A pesar de su desorganización en otras áreas políticas, Donald Trump tenía una visión bastante clara de la política en Oriente Medio: Estados Unidos se acercaría más a sus aliados y sería más hostil hacia su adversario de siempre, Irán.
La administración Trump abrazó a Israel y a Arabia Saudí, evitando casi cualquier crítica a sus gobiernos. Esa parte de la estrategia pareció funcionar. La nueva cercanía diplomática ayudó a llevar a los Acuerdos de Abraham, en los que los Emiratos Árabes Unidos y Bahréin se convirtieron en los primeros gobiernos árabes en un cuarto de siglo en reconocer a Israel.
Las ambiciones de Trump con Irán también fueron grandes. Desechó el acuerdo nuclear de Barack Obama, alegando que era demasiado débil y que no impediría que Irán desarrollara armas nucleares. En su lugar, Trump impuso duras sanciones, prediciendo que debilitarían a los líderes de Irán, fortalecerían su oposición interna y eventualmente harían que Irán viniera a rogar por un nuevo acuerdo (más duro).
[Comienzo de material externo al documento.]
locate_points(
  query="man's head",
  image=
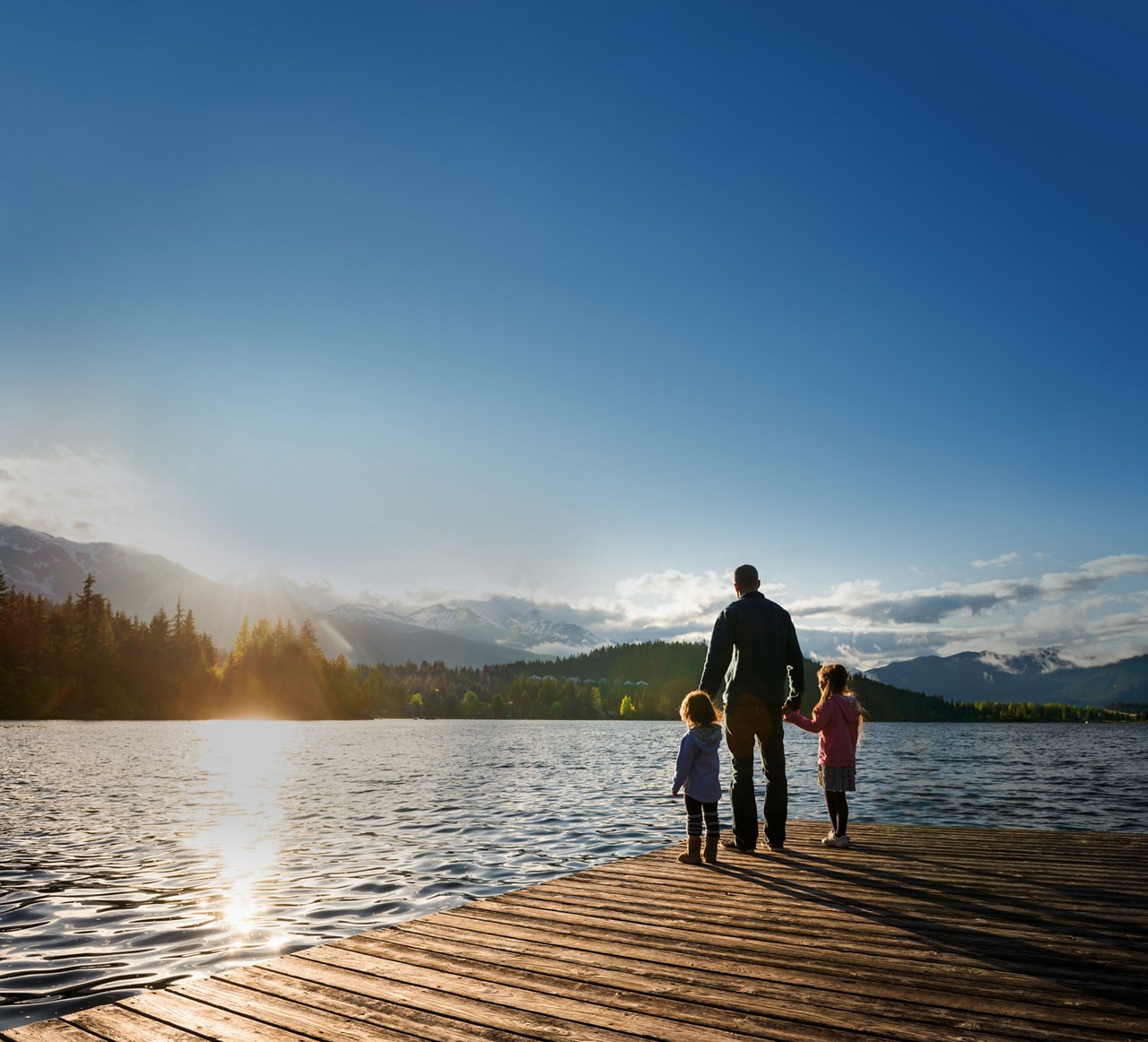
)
(745, 578)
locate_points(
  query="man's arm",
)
(796, 664)
(718, 657)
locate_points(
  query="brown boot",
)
(692, 855)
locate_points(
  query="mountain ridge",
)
(140, 585)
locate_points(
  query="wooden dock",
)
(918, 934)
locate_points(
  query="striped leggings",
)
(697, 812)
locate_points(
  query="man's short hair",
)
(745, 577)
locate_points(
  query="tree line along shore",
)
(84, 660)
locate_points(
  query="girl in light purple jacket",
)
(697, 772)
(837, 718)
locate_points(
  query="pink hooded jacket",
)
(837, 723)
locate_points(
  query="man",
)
(768, 675)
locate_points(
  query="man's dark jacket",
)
(759, 637)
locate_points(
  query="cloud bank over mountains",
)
(1091, 612)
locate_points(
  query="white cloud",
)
(867, 626)
(997, 562)
(87, 497)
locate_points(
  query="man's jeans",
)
(747, 722)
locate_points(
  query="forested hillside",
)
(82, 659)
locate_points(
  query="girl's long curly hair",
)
(698, 709)
(833, 680)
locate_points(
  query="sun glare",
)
(244, 769)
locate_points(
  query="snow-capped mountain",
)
(969, 676)
(140, 585)
(448, 619)
(511, 624)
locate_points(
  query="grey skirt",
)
(837, 778)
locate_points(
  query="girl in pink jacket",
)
(837, 718)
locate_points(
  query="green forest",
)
(84, 660)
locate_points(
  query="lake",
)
(138, 853)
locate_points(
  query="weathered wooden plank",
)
(287, 1013)
(126, 1025)
(468, 1008)
(752, 987)
(48, 1030)
(387, 1012)
(913, 935)
(546, 1002)
(204, 1020)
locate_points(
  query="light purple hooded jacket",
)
(698, 764)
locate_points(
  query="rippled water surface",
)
(135, 854)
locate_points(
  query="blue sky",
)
(589, 303)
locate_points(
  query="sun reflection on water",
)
(245, 770)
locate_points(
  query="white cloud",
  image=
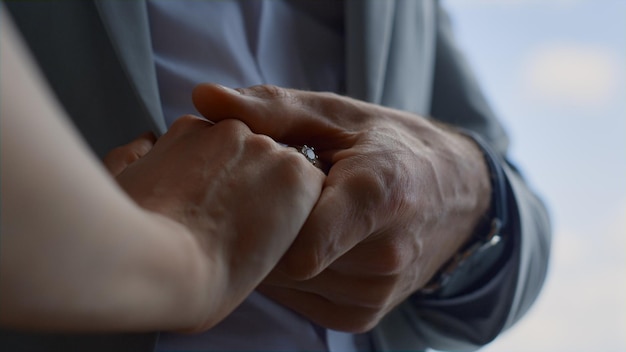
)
(574, 75)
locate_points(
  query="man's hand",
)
(241, 194)
(401, 196)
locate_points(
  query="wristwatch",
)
(477, 260)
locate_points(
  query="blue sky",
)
(555, 71)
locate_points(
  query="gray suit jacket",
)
(97, 57)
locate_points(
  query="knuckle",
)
(301, 265)
(266, 91)
(182, 124)
(392, 259)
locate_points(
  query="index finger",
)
(289, 116)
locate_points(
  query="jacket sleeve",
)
(505, 292)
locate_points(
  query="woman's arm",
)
(77, 254)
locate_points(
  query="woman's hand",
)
(243, 196)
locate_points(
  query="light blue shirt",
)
(239, 44)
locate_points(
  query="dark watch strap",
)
(487, 246)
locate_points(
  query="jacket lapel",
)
(390, 52)
(127, 25)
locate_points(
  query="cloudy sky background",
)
(555, 71)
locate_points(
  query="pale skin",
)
(78, 254)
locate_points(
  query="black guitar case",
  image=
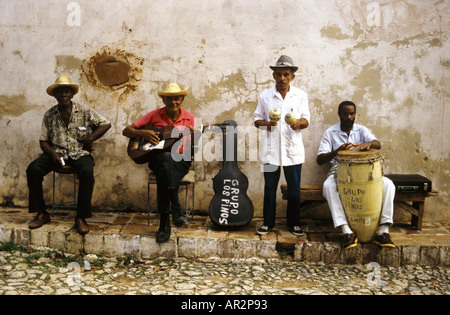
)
(230, 206)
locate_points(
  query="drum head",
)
(358, 154)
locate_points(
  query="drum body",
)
(359, 180)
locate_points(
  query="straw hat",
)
(285, 62)
(172, 89)
(62, 80)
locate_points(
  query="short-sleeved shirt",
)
(334, 137)
(158, 118)
(283, 145)
(68, 140)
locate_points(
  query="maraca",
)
(274, 115)
(290, 119)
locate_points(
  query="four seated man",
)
(69, 130)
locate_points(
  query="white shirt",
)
(334, 137)
(283, 146)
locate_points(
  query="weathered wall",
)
(390, 57)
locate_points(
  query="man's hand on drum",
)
(346, 146)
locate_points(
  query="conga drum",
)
(359, 180)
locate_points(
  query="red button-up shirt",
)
(158, 118)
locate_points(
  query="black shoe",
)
(163, 234)
(384, 240)
(297, 230)
(179, 219)
(349, 241)
(263, 230)
(40, 219)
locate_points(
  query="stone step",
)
(127, 234)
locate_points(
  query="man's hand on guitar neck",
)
(150, 135)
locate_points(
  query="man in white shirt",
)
(283, 144)
(344, 136)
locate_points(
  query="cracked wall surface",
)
(390, 57)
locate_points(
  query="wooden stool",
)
(72, 204)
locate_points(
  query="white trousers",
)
(330, 192)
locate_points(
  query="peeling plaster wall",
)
(390, 57)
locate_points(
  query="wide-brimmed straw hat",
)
(285, 62)
(62, 80)
(172, 89)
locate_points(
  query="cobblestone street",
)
(48, 272)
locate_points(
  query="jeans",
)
(331, 194)
(44, 165)
(292, 174)
(168, 177)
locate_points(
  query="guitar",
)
(141, 151)
(230, 206)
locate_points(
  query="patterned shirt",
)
(68, 140)
(334, 137)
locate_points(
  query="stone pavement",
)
(115, 234)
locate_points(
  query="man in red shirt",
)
(168, 171)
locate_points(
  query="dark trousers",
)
(292, 175)
(168, 177)
(43, 165)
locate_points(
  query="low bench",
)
(414, 202)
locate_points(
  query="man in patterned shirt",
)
(67, 133)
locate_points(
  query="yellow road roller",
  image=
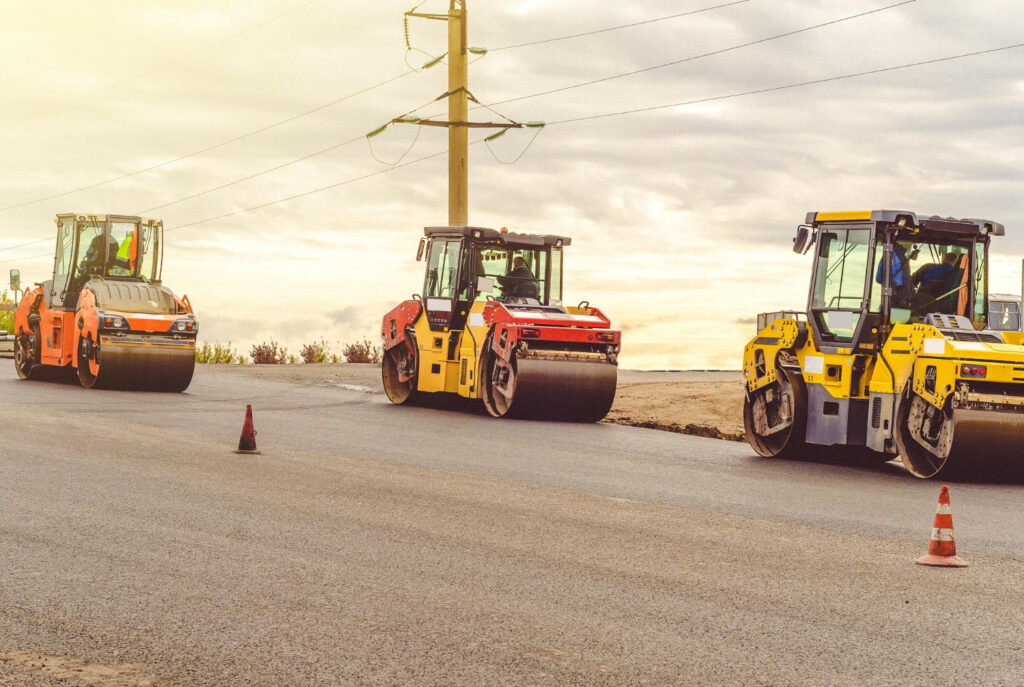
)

Prácticamente nada de eso ha ocurrido.
El fracaso de la estrategia de Trump ayuda a explicar por qué Irán ha estado tanto en las noticias esta semana. El domingo, una explosión – aparentemente causada por un ataque israelí – dañó el principal centro de enriquecimiento nuclear de Irán, en la ciudad de Natanz. Hoy está previsto que se reanuden en Viena las negociaciones sobre el programa nuclear iraní, en las que participan varios países.
La cuestión clave para el gobierno de Biden es si puede volver a cerrar un acuerdo nuclear y, si no puede, cómo intentará evitar que Irán se convierta en una potencia nuclear, con capacidad para amenazar a Israel, Arabia Saudí y Estados Unidos.